From the right: Liz Warren’s Asset-Forfeiture Crusade

Revolutions “do not set out to be awful,” notes National Review’s Kevin Williamson, “they just end up that way.” And Sen. Elizabeth Warren is beginning her populist presidential crusade by launching “a campaign of economic terror based on force, not law. She wants to seize “a portion of the assets of some wealthy Americans” — a course of action the federal government “has no constitutional power to undertake.” This is “fundamentally different” from taxing income: Warren wants a version of the asset-forfeiture law, minus any allegations of criminal misconduct. And it would be both “universal and annual.” It is, in short, a “ridiculous and illegal course of action.” Warren “may not be the radical she pretends to be,” but then, she’s already “pretended to be a lot of things.”

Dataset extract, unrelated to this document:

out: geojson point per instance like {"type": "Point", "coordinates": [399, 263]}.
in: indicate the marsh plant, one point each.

Analyst: Why Turkey Is Watching This New York Knick

New York Knickerbockers center Enes Kanter is not the first player of Turkish heritage in the NBA. But as Steven Cook points out at Foreign Policy, he is the only one to be “targeted for arrest by Turkey as a result of his religion.” That’s because Kanter is “the highest-profile and most outspoken disciple in the United States of the cleric Fethullah Gulen,” labeled a terrorist by Turkey. But Turkish President Recep Tayyip Erdogan “isn’t wrong to think of him as a threat.” That’s because Kanter’s high public profile allows him “to highlight the unprecedented wave of repression that has been under way in Turkey.” Erdogan may have legitimate cause for concern about Gulenites, but “there is nothing legitimate” about the way his government has responded — especially “its thuggish manner of hunting down its own citizens abroad.”

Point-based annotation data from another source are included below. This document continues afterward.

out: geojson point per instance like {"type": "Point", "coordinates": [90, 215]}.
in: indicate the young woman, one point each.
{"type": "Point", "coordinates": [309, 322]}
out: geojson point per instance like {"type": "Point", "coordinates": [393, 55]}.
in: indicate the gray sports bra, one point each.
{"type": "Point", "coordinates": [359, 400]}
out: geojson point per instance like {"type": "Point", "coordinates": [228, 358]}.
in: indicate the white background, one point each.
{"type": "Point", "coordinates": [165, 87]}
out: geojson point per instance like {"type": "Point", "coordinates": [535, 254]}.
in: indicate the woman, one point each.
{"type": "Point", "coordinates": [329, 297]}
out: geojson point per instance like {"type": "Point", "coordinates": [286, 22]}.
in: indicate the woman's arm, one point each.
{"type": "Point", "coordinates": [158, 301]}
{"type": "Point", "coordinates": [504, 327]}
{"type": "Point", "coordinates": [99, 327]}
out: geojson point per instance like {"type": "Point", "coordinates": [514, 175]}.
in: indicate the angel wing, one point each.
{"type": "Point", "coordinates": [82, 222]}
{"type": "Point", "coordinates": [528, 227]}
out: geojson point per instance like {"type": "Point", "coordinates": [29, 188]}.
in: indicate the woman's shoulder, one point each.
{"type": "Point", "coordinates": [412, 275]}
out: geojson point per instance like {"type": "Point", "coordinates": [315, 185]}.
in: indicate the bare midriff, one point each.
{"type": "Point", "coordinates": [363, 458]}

Political scribe: Dems’ Generational Split on Capitalism

The Democratic Party has “a yawning generational divide” that became obvious in the 2016 campaign, reports The Week’s Conor Lynch. To older voters, septuagenarian Bernie Sanders’ call for “democratic socialism” seemed like “a throwback to another era,” while younger Democrats found it “fresh and relevant.” Moreover, this divide “has grown only wider” and more obvious since: “If there’s one underlying issue that seems to divide these two generations most, it’s probably capitalism.” Baby boomers remain committed to “saving capitalism from itself,” having grown up during the Cold War, when socialism was associated with Soviet-style communism. But millennials came of age post-Cold War and during the worst financial crisis since the Depression. For them, the idea that the free-market system could come to an end is not remotely inconceivable.